Sunday, August 29, 2010

2nd-Life Crisis

Dear Sammy,

For most of my life, I’ve been happy just to sleep, eat, destroy and sleep again. I thought this happy life would go on forever. But the other day I woke up and realized I’m SEVEN! My whole first life has passed me by, and what have I accomplished? Oh sure, I’ve had ten children, but who hasn’t? I’m not a famous cat food spokes kitty. I haven’t amassed a great fortune. I don’t help other cats, like you do. I thought about getting in shape, and even climbed up the scratching tower a couple times, but truthfully, it makes a better napping post. My buddy, who is an outdoor cat has been on some great adventures. Once, he even rode on top of a car all the way around the block before he was discovered. The only car ride I ever take is in a carrier to the vet. Not so exciting. I feel like I should use at least one of my lives to make a difference.

Conflicted in Coloma

Dear Conflicted,

First, thank you for the nice compliment. I have to admit, it’s not as glamorous as it sounds. I have a person who reads all my letters to me, types my answers and submits them to my publisher. I just have to come up with the advice. That being said, don’t despair if you don’t have an obvious calling. From your letter, I can tell you are a quite happy housecat. You may not believe it, but that is one of the highest callings a cat can have. You can’t have a house without people, and people need cats to be truly happy. Just be being yourself, you are enriching the lives of everyone around you. Think about it, when you rub against your person’s legs doesn’t he (or she) smile? Next time you’re napping, open one eye and nine times out of ten your people will be smiling at you. You give the m the strength to face the day. You are accomplishing great things just by doing what comes natural.
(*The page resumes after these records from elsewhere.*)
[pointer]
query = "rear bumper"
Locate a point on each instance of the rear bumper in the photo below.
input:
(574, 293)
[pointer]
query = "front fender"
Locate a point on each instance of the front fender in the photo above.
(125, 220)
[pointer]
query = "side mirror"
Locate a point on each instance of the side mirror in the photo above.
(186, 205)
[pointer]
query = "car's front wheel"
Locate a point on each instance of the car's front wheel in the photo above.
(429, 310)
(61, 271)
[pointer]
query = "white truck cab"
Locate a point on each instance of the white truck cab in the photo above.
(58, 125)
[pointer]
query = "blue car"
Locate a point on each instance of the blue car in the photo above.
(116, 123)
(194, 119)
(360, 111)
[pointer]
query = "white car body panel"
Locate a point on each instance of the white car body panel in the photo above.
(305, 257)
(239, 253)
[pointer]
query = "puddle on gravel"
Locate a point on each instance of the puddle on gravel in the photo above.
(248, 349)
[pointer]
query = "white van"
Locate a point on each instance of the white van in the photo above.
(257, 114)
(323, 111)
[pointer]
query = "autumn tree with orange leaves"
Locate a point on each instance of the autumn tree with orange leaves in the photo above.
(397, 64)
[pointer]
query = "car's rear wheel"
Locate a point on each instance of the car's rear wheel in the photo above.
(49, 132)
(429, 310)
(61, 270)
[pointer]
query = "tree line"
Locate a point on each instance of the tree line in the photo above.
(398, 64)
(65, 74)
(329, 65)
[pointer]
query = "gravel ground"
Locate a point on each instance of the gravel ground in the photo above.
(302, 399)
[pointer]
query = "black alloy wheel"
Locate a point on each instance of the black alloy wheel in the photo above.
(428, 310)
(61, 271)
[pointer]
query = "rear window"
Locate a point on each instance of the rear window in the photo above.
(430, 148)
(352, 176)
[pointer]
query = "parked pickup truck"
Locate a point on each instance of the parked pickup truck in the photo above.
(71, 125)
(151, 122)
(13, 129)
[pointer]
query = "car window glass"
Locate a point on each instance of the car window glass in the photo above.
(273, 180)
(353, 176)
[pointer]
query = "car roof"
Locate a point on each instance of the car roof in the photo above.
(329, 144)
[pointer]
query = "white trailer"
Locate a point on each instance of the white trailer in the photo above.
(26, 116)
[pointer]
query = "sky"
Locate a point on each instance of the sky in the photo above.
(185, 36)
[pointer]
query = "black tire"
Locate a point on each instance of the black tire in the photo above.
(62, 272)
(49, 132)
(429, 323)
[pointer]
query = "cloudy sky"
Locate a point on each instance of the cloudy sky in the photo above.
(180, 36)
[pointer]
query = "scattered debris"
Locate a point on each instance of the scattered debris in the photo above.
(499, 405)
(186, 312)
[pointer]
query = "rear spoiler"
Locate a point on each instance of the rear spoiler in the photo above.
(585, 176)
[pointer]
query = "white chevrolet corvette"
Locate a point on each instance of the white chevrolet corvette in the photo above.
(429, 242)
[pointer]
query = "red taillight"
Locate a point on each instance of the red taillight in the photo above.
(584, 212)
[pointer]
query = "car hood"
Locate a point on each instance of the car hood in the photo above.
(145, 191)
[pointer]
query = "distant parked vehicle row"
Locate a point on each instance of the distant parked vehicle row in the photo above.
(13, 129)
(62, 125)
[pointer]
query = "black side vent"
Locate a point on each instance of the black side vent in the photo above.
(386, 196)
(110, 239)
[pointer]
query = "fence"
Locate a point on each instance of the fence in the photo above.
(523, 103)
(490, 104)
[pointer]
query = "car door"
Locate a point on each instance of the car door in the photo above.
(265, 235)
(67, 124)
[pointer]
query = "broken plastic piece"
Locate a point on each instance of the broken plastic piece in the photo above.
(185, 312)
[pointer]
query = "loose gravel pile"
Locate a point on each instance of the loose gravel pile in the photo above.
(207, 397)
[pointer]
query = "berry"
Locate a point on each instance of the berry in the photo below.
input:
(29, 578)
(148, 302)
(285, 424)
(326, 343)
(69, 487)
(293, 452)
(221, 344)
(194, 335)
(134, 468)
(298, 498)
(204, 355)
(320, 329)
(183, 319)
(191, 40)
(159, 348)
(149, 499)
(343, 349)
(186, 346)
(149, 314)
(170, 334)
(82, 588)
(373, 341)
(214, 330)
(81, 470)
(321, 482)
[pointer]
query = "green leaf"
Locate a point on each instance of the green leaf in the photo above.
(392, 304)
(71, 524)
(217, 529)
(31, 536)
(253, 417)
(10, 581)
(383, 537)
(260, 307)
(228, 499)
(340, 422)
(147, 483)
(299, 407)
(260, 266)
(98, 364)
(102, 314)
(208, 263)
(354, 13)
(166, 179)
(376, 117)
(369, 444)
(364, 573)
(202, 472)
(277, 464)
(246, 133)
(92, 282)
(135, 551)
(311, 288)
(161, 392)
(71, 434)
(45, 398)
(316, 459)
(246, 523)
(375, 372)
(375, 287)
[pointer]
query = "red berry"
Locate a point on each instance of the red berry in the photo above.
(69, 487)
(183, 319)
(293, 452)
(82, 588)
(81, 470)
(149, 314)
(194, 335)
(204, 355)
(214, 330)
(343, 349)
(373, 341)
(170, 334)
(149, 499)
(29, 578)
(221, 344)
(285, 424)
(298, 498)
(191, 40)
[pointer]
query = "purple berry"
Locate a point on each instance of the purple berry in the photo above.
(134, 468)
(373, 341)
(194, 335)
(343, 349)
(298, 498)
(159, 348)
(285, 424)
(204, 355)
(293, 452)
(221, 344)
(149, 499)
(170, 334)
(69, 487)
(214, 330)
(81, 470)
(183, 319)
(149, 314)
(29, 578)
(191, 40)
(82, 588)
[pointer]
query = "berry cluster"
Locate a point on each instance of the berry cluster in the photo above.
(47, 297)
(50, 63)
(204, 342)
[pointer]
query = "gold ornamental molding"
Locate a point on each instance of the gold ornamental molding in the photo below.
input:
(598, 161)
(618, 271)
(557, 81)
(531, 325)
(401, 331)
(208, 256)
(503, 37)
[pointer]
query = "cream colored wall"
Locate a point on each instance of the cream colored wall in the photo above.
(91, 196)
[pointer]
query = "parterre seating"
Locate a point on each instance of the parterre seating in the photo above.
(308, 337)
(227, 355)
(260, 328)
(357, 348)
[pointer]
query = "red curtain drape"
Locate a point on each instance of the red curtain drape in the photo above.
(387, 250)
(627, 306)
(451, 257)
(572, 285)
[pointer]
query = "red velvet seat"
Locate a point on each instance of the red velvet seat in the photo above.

Don’t forget, you still have eight more lives to do great things, if you want to.

Keep up the good work!

Sammy

Friday, August 20, 2010

Designer Conflicts

Dear Sammy,

I am having a bad case of artistic differences, and it’s driving me nuts. I know my people work hard to provide for me, and so I try to do my part by taking over the interior design. The problem is, they just don’t seem to have any taste. Just listen to this. They have a truly hideous carpet in the living room. It’s glaringly white, just hurts the eyes to look at it. So, at great time and expense (of my lovely black fur) to me, I covered it with a nice soft piece of kitty art. Did they thank me? No! Instead they got out the noisy, sucking machine (which they know I hate) and removed the whole piece. All that work, gone in 60 seconds! That’s not all. When I improved their dining table by giving it a distressed look, very in right now, they totally failed to appreciated the added value. Instead, they actually scolded me! Then they bought a new, even uglier table. I don’t know what to do with these people. Except for their complete lack of good taste, they are great. I’m embarrassed whenever they have guests over because I know, even though their friends tell them they have a lovely home, what they’re thinking is “This place could look so much better with a cat’s touch.” What do you advise?

Tasteful in Turlock

Dear Tasteful,

Unfortunately, there is no easy solution to your problem. Some people are just born without the good taste gene, and no matter how much you try to educate them, they just won’t appreciate the finer things, such as kitty art. All is not lost, however. At least your people have good friends who will lie to them to make them feel good. And they have you, who are concerned enough to keep trying even though they don’t appreciate you.

Of course, I’m not advising you go give up on your design vision, just be a little more subtle. There have been instances where, after years of being exposed to art, people have stopped resisting, and first accepted it, then come to appreciate it. Doing the entire carpet may have been overwhelming to your people. They just could not take that much beauty in one viewing. Try leaving little bits of art around the house, in places that aren’t so obvious. A nice hair sculpture in a dark corner can go unnoticed for days, but still sends out subliminal good taste vibes. Do your claw art on pieces of furniture they don’t use often. By the time they really notice it, they will have grown to love it. Don’t give up.